Whew. Must have been hard work carrying all those assumptions in.
Name three.
There are two big ones, both of which imply other assumptions like she didn’t argue or tell him he was going to hell or a ton of other negative stuff that religious people tend to toss out when someone anknowledges atheism in their presence.
She presumably spent her life trying to take care of her kid
she cared enough to listwn to his points about atheism
People are far more receptive to listening to someone they trust over someone they don’t. It therefore follows that the mom was far more likely to have trusted/respected her son enough to hear what he had to say than the opposite. It’s all the same assumption.
But sure, let’s go with the alternative; she’s a complete asshole who used religion as her crutch to do horrible things to her son all her life, and her son finally talked her into realising that she is the monster who has been causing issues this whole time. This is its own assumption too; we don’t know what their relationship was like.
Her son, after showing her how horrible she has been her whole life, runs off to celebrate this victory with his friends, and leaves her to cry on the floor, alone.
He cared more about being right than anything else, including helping her through this discovery or damn, even just calling someone she trusts to talk her through it.
So the point of the comic stands regardless of this assumption. The son abandoned his mother after turning her worldview over completely. The consequence of that was his mother lying on the floor, devastated. (Whether she deserved it or not)
Does anyone really deserve that?
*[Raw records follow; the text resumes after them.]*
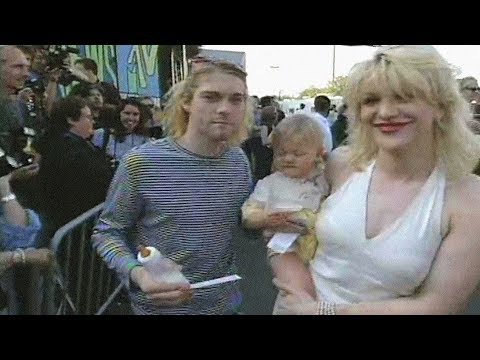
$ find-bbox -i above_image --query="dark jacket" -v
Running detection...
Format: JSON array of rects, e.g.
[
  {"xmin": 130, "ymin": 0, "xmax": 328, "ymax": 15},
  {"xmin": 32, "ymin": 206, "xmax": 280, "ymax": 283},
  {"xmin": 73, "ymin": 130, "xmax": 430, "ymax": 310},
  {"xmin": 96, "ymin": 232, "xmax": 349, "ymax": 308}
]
[{"xmin": 38, "ymin": 132, "xmax": 113, "ymax": 235}]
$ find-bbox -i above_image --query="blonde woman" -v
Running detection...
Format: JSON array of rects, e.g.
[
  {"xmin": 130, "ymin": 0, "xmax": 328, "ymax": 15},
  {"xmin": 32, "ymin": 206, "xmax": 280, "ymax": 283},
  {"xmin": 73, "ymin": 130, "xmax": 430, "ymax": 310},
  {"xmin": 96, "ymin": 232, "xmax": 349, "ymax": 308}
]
[{"xmin": 277, "ymin": 45, "xmax": 480, "ymax": 315}]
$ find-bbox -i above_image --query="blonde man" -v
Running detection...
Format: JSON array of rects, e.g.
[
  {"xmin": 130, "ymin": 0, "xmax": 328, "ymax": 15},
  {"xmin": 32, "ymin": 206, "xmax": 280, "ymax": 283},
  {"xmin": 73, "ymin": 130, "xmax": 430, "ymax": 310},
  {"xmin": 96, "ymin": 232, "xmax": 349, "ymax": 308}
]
[{"xmin": 92, "ymin": 62, "xmax": 252, "ymax": 314}]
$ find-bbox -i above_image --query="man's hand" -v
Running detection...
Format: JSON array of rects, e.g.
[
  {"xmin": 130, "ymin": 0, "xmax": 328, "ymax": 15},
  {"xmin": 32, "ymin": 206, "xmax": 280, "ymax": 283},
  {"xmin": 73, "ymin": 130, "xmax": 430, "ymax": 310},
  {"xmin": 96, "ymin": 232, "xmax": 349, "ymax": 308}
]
[
  {"xmin": 17, "ymin": 87, "xmax": 35, "ymax": 103},
  {"xmin": 130, "ymin": 266, "xmax": 193, "ymax": 307}
]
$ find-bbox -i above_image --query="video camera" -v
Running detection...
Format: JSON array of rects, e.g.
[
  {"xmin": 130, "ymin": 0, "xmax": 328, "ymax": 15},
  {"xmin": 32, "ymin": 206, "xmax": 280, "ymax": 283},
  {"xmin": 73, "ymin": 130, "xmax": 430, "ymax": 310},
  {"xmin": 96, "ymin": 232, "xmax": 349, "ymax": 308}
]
[
  {"xmin": 0, "ymin": 148, "xmax": 22, "ymax": 177},
  {"xmin": 33, "ymin": 45, "xmax": 80, "ymax": 86},
  {"xmin": 0, "ymin": 127, "xmax": 37, "ymax": 177}
]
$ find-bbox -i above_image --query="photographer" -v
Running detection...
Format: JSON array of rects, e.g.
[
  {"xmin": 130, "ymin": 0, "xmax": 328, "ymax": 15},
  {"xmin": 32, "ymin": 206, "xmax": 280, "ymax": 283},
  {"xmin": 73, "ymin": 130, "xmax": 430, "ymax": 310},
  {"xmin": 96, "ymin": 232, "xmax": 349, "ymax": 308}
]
[
  {"xmin": 92, "ymin": 98, "xmax": 149, "ymax": 168},
  {"xmin": 0, "ymin": 167, "xmax": 53, "ymax": 315},
  {"xmin": 69, "ymin": 58, "xmax": 120, "ymax": 105},
  {"xmin": 38, "ymin": 96, "xmax": 113, "ymax": 236}
]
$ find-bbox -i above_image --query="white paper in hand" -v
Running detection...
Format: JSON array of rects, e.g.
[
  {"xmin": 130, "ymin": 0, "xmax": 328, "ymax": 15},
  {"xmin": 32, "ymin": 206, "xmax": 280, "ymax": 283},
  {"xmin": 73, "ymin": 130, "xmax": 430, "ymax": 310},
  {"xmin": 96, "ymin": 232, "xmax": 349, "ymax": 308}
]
[
  {"xmin": 190, "ymin": 275, "xmax": 241, "ymax": 289},
  {"xmin": 267, "ymin": 233, "xmax": 300, "ymax": 254}
]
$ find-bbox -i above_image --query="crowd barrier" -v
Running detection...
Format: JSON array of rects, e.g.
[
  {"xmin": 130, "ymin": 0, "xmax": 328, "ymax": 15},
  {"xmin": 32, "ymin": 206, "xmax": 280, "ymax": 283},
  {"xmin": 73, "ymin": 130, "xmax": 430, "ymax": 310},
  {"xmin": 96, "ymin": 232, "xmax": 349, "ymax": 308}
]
[{"xmin": 47, "ymin": 203, "xmax": 123, "ymax": 315}]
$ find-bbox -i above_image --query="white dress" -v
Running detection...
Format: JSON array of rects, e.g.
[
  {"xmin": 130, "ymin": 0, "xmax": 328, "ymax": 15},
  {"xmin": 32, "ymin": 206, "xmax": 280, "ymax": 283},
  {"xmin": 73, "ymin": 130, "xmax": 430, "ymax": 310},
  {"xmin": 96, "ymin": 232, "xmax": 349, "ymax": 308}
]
[{"xmin": 310, "ymin": 163, "xmax": 446, "ymax": 304}]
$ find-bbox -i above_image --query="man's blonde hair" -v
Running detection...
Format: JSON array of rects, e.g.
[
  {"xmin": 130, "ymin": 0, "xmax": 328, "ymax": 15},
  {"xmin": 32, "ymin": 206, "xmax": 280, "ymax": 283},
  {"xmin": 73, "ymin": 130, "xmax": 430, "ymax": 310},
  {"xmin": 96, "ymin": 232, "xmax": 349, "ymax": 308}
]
[
  {"xmin": 163, "ymin": 61, "xmax": 253, "ymax": 146},
  {"xmin": 345, "ymin": 45, "xmax": 480, "ymax": 179}
]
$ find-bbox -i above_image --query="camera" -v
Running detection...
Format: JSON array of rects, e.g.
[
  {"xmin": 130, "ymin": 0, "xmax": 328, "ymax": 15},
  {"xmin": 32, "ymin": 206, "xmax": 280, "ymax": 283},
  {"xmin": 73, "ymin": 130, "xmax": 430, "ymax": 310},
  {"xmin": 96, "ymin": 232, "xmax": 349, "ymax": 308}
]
[{"xmin": 0, "ymin": 149, "xmax": 22, "ymax": 177}]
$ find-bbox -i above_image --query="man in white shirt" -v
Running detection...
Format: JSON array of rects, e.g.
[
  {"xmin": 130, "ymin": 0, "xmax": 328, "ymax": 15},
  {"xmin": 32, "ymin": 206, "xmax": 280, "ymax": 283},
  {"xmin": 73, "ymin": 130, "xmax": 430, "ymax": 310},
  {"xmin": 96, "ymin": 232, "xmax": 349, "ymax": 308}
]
[{"xmin": 308, "ymin": 95, "xmax": 333, "ymax": 152}]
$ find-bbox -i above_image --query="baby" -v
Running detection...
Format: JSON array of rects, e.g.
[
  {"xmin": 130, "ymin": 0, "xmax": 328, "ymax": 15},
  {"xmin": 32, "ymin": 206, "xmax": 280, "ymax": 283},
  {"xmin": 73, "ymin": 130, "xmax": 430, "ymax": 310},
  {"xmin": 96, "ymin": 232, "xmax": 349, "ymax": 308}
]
[{"xmin": 242, "ymin": 114, "xmax": 329, "ymax": 297}]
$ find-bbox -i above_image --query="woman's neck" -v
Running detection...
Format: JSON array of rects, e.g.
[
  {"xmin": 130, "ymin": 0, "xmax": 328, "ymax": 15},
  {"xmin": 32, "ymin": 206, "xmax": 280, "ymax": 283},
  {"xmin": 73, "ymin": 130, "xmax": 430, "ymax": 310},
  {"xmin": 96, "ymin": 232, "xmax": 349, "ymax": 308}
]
[{"xmin": 375, "ymin": 146, "xmax": 437, "ymax": 180}]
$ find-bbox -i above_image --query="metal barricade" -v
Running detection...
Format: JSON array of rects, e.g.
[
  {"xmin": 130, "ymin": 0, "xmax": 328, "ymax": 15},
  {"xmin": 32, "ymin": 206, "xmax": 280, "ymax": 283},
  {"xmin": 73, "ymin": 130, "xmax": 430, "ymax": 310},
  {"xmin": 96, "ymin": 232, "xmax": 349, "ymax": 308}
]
[{"xmin": 49, "ymin": 203, "xmax": 123, "ymax": 315}]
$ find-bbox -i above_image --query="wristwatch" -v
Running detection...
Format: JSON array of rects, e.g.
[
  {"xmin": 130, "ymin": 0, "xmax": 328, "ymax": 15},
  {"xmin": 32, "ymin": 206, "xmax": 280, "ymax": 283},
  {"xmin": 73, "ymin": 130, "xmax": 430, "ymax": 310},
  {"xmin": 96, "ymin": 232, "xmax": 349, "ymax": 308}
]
[{"xmin": 0, "ymin": 193, "xmax": 17, "ymax": 203}]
Did you enjoy having to figure out what to do with yourself when you realised that it’s entirely likely that nothing outside of this single life exists, all on your own? Would you have appreciated a friend or family member walking you through the way to handle that?
A little bit of empathy goes a long way.
Or they just talked it over calmy and respectfully and she didn’t break down crying until well after he left and the reality of all of the time she wasted not being herself because of being told her natural attraction to women was a sin hit home. The son is happy when telling his friends because his mom can be herself!
Or he could be an evil, heartless athiest like you apparently want him to be.
I mean, I guess that’s one interpretation. If you go with those assumptions, the takeaway is that, what, changing changing your views can be devastating? Where’s the value in that? ‘Big worldview changes can be stressful’ is not at all a valuable takeaway from this.
My point really has nothing to do with his atheism. Obviously he cares too; he wouldn’t bother talking with her if he didn’t care. My point is that there are better ways to care, and it’s worth keeping them in mind whenever this sort of situation comes up.
I’d be happy knowing our family wasn’t financially enabling organizations that hide and protect rapists and pedophiles.
YMMV.
I mean, the celebration was not unwarranted. It’s just that he left quickly enough that all the emotional breakdown happened to her while she was all alone, instead of with him there to support her.
It’s possible but unfortunately when people have spent their entire lives with religion being their (seemingly) only source of happiness, it can be really hard for them to find a different source.
And also I don’t see how life looks better while believing in a greater power. Starting with people going to war and desolation all the time in the name of their god…
Im an atheist and I listen to The Lord of the Rings audiobook so I can sleep at night. Reality is fucking awful and I like my fairy tales.
Yes! Exactly this! So many atheists love fantasy and sci-fi. Why not? It is wonderful to have some magic in the world. We just know the stuff is made-up.
If those who share such things with us, demand crazy shit from us, we call that out for being toxic fandom or corporate enshittification and go away, if we please. In religions, that is just another day.
The drawing of him kicking in the door is hilarious.